Example 10: final module that presents information to the end-user

Description:: This module will present retrieved documents to the user. The exact way it does this (e.g. placing a dot as a hot-spot on a map, maintaining an interface similar to e-mail) is not of concern here. Often the module will just extract certain fields from the retrieved documents. It may wish to maintain records of which documents the user has seen. (As a special feature, if a new version of a previous document is retrieved, e.g. an updated traffic report, this may have special significance; however such details are not relevant to our current research programme, and we can ignore them for the present.) In addition the module may wish to provide adaptive feedback concerning the relevance to the user of the documents delivered.
Inputs:: A set of retrieved documents.
Algorithms used and demands on library:: This module will require the usual parsing and field extraction facilities. It also requires that a document has a UniqueID field to identify it. In particular this may be used for adaptive feedback on the relevance of delivered documents: there may be a table of UniqueIDs with a feedback score on each. Such a table might be used by another pre- or post-processor (not explicitly on the list described here).
Outputs:: The output will usually be an object on the user's screen.

Implementing the Context Diary

The operations that need to be performed on the Context Diary are:

adding a context.
deleting a context.
matching against the current context, for example the user might want to find the Diary context that most closely matches their current context (the matching will usually be limited to certain fields of the current context).
extracting Diary information in general; this will also often involve matching operations, e.g. to find the Diary record for the time closest to a certain designated time.

Interestingly these are almost identical to the requirements for manipulating the document collection. Hence I propose that, in the short term at least, the Context Diary takes an identical format to the documentation collection.

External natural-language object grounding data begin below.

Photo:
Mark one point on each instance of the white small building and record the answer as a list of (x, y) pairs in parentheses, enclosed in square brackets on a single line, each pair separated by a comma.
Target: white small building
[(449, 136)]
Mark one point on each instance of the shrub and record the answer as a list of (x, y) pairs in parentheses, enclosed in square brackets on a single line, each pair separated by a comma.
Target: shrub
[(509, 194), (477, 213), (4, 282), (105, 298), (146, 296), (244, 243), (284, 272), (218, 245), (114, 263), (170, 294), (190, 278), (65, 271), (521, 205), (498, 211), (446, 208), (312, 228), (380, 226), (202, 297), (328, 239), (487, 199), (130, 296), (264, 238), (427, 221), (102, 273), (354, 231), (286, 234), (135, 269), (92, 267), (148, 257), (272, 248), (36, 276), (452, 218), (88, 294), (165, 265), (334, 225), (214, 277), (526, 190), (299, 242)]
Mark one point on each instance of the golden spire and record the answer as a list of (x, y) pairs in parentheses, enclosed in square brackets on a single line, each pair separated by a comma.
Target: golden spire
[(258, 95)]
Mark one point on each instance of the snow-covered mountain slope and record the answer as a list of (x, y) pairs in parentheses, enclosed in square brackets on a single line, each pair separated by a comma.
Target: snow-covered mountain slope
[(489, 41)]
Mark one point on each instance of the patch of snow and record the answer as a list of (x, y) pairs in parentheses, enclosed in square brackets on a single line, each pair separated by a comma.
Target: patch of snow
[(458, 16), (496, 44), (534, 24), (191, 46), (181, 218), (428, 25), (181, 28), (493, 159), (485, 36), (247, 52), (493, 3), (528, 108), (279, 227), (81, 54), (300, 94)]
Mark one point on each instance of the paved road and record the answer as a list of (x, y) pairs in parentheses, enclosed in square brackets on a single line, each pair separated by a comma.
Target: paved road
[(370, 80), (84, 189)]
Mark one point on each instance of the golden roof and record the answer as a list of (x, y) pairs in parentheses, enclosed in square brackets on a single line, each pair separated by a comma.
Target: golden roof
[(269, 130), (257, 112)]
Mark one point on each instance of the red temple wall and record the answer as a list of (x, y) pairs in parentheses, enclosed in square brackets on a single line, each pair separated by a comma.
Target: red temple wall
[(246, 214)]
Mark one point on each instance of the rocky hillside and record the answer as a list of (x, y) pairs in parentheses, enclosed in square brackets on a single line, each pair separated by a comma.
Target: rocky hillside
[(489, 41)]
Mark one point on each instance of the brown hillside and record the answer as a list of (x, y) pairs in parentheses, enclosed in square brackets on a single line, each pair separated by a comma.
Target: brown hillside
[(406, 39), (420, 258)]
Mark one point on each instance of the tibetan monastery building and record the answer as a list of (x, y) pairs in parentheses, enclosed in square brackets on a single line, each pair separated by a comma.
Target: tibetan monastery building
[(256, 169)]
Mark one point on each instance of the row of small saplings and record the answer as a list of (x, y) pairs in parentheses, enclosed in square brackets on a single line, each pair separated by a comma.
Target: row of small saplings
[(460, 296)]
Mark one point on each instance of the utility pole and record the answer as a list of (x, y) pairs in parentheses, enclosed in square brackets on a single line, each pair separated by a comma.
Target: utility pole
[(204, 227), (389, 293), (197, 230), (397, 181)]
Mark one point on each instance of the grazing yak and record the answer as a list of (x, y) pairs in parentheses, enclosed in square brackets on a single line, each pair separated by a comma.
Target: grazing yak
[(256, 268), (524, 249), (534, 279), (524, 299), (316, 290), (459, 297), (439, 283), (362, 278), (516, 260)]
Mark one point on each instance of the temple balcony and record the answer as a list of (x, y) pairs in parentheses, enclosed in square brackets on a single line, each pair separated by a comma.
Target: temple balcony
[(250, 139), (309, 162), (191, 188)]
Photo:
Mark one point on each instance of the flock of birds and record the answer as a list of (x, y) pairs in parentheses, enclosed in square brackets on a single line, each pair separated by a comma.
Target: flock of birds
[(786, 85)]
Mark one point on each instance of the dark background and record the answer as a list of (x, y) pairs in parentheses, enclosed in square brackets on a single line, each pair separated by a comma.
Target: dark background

[[The alternative is to use a database to store the Context Diary (even though the document collection probably will not use a database). The main arguments for this are ease of use and efficiency. Even though the operations on the Context Diary may be similar to those on the document collection, their relative frequency will be much different: for example updating of the Diary is likely to be very frequent. A database is likely to be geared to working efficiently when there are frequent updates. A database may, however, have problems if the Diary records are highly non-uniform, with different records having different fields.]]

With this assumption, it may be easiest for the user to implement Example 1 as an instance of the Matcher, especially if all that is required is additions to the library rather than deletions. The Matcher will take as inputs the Context Diary (this will be supplied as if it were the document collection), and the current context to be added. The updating algorithm will be supplied as a plug-in to the Matcher. The plug-in will add a time field to the current context, if not already present, in order to record the current time, and then add the augmented current context to the document collection (a fairly trivial operation irrespective of whether the document collection is a Java Vector or a linked list); finally it will call a library method to save the document collection (presumably in internal form). The Context Diary will be ordered by time, i.e. the value in the Time field -- this might be the internal Unix time of seconds since 1976 (?). It is the responsibility of the user, not the library, to maintain this ordering. Thus when adding to the Context Diary, the user is responsible for adding it in the right place, i.e. their plug-in should do this. (Incidentally this plug-in raises the need for the Matcher to provide a slot: "call this plug-in just before matching of fields starts".)